Background. Over 65 million people in the United States currently provide informal care to an individual with a chronic condition, often with limited or no self-management training or community-based support. As a result, care partners often experience high levels of burden, which may lead to emotional distress, depression, poor health, increased service utilization, greater isolation and reduced quality of life. Care partners of individuals with stroke and TBI experience the transition of care without the necessary skills, training, or resources to manage the new challenges they face. There is a critical need to provide accessible evidence-based training to care partners early in the rehabilitation process, so they can manage issues that arise over time, especially during the transition from the hospital back to the community. Without access to training, care partners will continue to experience high levels of burden.
Goals/objectives. Our long-term goal is to improve the health, well-being, and participation of care partners and individuals with TBI and stroke. The objective of the proposed project is to (1) determine the feasibility and acceptability of delivering remote, group-based PST to care partners of adults with TBI and stroke, and (2) collect pilot data for designing a larger RCT adequately powered to determine if PST produces a clinically meaningful effect for improving care partner outcomes.
Outcomes. Assessments conducted at baseline, completion of intervention, and 1-month post include: participant adherence rate, self-reported acceptability (Acceptability of Intervention Measure), feasibility (adherence rate; Feasibility of Intervention Measure), and appropriateness (Intervention Appropriateness Measure) of the intervention; and whether the intervention has the potential to improve care partner outcomes--perceived burden (Zarit Burden Interview), positive aspects of caregiving (Positive Aspects of Caregiving), depressive symptoms (Patient Health Questionnaire-9), coping skills (Brief Coping Orientation to Problems Experience), and problem-solving skills (Social Problem-Solving Inventory-Revised). Additional baseline assessments will include: 1) Demographics (age, gender, race, ethnicity, education); 2) Care relationship information (nature, duration, living status); and 3) care recipient dependency (Care partner Assessment of Function and Upset). Intervention feasibility data will be collected each zoom session (completed or not, reasons for non-completion, technical issues). Participants will participate in a semi-structured one-on-one interview using the Narrative Evaluation of Intervention Interview at the 1-month follow-up.
Intervention. Care partners will participate in a remote, group-based PST intervention that consists of 1 one-on-one session and 6 group-based PST sessions (1/wk) that follow a structured format. Each session begins with sharing experiences from the past week. Then the PST step sequence will be repeated and explained. Each week one PST step will be highlighted. With emphasis on the highlighted step for that week, the PST framework will be applied to one or more examples from the participants.
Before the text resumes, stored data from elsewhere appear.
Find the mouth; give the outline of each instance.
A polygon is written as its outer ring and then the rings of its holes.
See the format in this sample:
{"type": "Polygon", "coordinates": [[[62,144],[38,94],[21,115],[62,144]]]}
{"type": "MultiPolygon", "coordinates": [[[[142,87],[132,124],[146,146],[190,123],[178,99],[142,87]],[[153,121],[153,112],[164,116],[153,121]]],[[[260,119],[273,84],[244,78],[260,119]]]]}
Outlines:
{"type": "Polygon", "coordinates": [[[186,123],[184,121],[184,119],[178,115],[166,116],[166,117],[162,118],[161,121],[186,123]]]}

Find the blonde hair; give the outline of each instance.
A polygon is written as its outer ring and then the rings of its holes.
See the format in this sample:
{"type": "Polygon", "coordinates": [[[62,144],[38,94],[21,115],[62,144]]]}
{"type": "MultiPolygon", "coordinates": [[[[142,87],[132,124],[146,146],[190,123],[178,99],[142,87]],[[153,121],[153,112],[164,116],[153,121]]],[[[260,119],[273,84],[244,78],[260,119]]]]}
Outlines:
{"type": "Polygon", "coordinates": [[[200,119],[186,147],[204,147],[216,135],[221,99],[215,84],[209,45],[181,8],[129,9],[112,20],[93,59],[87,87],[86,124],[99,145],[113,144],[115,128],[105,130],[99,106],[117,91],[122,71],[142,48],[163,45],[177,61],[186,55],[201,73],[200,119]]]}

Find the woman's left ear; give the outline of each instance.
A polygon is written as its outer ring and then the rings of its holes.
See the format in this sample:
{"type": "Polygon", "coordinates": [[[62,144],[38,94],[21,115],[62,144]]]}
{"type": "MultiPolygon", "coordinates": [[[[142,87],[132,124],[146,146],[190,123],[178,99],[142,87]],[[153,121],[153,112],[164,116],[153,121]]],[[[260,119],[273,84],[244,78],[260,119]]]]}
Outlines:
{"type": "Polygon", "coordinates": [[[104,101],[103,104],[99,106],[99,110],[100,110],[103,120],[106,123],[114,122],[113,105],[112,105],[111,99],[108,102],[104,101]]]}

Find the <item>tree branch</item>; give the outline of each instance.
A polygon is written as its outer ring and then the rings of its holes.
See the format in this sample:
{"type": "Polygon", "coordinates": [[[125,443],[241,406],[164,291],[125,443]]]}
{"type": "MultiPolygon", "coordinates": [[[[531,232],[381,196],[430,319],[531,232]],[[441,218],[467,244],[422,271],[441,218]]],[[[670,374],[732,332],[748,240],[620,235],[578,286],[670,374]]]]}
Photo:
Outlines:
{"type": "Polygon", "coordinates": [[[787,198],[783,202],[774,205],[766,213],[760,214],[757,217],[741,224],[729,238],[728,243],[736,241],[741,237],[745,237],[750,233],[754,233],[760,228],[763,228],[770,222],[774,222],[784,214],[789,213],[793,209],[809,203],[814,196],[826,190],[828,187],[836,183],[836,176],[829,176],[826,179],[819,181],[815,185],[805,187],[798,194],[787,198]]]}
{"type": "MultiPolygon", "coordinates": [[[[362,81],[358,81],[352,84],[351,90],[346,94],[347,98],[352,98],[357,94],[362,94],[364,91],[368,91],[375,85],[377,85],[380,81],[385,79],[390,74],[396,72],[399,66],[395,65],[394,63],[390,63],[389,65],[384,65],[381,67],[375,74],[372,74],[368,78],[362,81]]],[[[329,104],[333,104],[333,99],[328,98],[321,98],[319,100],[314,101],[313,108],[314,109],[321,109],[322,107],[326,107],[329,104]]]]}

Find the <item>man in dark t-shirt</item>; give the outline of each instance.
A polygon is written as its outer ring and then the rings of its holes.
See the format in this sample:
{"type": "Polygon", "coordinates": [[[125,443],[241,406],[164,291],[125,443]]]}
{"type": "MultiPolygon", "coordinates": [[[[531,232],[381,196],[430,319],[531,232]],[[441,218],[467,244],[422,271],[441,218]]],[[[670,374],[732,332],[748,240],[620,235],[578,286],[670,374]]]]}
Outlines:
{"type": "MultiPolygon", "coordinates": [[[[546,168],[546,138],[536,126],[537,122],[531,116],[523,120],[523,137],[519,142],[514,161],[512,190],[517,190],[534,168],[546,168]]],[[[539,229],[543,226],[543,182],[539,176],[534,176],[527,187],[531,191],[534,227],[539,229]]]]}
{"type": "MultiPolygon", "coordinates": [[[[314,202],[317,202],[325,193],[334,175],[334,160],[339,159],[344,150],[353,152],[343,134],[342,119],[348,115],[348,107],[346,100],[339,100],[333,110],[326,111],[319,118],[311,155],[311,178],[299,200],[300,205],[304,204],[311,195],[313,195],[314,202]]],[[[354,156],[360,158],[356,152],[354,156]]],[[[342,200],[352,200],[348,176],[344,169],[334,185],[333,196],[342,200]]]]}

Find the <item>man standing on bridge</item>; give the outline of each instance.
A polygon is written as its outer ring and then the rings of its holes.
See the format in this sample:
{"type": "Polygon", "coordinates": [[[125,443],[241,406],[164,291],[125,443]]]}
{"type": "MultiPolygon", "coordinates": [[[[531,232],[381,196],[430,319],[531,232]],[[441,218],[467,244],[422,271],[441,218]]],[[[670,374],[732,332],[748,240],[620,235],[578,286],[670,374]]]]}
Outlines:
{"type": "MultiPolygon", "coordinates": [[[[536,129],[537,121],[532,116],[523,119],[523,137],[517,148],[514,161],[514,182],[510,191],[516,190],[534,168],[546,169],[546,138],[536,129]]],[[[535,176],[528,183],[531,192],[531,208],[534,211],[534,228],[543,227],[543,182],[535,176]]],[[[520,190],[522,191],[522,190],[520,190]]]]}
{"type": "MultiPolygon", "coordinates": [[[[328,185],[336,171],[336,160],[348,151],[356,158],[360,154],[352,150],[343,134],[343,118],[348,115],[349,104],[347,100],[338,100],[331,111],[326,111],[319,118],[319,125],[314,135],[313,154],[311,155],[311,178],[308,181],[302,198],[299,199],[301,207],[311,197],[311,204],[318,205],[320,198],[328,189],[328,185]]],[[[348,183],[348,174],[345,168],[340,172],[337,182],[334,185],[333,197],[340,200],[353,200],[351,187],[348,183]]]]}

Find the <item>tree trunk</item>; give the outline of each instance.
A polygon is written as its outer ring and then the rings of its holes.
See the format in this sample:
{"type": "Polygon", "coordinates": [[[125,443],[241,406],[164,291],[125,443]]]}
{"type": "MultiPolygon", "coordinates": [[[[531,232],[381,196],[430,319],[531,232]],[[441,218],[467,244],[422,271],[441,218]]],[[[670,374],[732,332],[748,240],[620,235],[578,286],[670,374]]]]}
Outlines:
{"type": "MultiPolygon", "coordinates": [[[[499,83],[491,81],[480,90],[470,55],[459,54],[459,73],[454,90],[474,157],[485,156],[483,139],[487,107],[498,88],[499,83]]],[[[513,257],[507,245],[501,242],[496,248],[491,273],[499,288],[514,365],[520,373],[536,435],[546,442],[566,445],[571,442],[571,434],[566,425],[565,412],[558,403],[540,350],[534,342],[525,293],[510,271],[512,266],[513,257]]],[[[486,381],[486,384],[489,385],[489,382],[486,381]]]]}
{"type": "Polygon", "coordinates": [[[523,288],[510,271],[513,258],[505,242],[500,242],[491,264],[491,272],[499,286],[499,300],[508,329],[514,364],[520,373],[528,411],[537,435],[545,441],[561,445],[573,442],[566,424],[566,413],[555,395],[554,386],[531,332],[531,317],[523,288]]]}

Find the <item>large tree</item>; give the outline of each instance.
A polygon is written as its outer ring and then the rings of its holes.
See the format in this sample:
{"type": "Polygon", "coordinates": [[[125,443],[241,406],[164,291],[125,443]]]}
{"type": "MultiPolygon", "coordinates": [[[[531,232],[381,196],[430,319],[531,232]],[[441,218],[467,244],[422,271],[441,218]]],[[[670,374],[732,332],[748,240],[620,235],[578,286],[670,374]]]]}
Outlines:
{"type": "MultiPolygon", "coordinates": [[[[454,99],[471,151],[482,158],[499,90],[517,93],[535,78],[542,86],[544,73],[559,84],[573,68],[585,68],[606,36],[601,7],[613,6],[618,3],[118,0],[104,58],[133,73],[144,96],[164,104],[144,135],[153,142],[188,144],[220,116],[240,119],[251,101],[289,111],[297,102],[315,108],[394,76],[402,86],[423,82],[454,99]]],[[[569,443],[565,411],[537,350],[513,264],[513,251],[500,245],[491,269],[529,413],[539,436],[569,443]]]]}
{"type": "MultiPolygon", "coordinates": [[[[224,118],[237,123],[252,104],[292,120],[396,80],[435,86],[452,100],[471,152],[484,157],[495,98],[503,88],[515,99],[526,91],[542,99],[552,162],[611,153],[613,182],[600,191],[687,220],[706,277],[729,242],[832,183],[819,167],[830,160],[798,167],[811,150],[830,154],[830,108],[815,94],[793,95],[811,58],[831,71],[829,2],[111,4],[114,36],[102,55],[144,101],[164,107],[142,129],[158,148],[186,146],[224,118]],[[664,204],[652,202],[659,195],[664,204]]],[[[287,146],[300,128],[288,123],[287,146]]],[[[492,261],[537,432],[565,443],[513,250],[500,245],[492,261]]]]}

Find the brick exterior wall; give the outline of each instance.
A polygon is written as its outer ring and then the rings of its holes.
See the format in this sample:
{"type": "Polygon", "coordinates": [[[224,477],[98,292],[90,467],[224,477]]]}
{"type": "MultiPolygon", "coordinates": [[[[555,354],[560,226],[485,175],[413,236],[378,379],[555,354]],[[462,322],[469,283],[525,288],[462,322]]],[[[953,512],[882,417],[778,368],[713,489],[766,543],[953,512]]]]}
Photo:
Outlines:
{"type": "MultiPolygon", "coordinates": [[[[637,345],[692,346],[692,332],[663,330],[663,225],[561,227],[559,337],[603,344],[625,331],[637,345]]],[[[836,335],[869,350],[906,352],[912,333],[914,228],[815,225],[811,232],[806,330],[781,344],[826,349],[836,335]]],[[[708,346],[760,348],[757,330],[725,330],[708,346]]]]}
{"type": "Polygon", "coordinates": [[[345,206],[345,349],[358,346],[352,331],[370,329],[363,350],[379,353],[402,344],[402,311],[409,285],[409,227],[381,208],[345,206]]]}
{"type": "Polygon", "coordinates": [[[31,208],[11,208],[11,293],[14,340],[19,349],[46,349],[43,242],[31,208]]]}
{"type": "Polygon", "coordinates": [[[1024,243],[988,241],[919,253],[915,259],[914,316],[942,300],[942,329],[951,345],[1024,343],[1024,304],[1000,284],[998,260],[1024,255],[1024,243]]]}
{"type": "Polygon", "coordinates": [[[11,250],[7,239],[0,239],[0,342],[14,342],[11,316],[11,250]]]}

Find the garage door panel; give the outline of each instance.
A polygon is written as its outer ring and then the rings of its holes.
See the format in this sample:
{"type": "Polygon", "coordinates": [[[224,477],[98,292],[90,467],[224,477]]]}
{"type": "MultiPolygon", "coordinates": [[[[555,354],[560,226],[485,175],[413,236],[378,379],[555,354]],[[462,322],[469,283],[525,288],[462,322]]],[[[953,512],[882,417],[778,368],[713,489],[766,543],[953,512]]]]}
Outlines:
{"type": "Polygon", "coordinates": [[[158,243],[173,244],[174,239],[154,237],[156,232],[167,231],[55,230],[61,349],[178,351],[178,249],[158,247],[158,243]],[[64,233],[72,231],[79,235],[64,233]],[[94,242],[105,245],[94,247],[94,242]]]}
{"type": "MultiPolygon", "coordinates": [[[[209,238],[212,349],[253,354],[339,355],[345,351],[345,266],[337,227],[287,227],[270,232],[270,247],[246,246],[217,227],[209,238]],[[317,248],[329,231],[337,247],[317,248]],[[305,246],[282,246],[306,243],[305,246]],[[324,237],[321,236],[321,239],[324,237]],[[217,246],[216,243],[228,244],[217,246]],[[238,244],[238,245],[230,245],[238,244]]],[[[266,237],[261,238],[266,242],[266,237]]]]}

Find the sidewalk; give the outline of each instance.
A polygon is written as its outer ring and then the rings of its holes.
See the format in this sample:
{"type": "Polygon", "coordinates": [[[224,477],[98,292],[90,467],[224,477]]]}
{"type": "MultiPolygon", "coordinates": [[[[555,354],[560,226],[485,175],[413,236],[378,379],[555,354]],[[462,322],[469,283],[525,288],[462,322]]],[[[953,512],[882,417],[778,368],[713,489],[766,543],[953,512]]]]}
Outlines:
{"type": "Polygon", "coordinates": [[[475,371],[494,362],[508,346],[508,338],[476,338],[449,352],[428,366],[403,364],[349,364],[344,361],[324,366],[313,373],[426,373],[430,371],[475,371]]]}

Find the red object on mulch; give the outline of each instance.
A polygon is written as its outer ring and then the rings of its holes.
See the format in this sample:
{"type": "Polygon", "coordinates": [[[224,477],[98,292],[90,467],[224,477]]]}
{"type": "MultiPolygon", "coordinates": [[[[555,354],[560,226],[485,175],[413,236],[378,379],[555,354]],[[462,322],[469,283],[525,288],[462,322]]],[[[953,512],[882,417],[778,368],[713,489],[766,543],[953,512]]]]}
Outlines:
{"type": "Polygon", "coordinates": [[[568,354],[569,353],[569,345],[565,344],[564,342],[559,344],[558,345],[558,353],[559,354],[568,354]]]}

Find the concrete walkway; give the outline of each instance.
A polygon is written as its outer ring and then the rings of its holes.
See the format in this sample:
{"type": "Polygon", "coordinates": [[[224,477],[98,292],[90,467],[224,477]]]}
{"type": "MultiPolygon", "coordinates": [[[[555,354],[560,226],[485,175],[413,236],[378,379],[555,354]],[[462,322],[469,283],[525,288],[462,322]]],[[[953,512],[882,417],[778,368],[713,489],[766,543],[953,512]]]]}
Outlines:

Participants will complete homework assignments each week—using real life problems to learn the steps of PST on their own, thus acquiring problem solving skills that will be applicable to future problems or barriers. Participants will participate in a one-on-one semi-structured interview to collect client-centered pre-implementation data to hone the intervention for a future RCT.
Knowledge developed. At the completion of this project, we will have established the feasibility and acceptability of a remote, group-based PST intervention for care partners of individuals with TBI and stroke and collected pilot data assessing if remote, group-based PST has the potential to produce a clinically meaningful effect for improving care partner outcomes.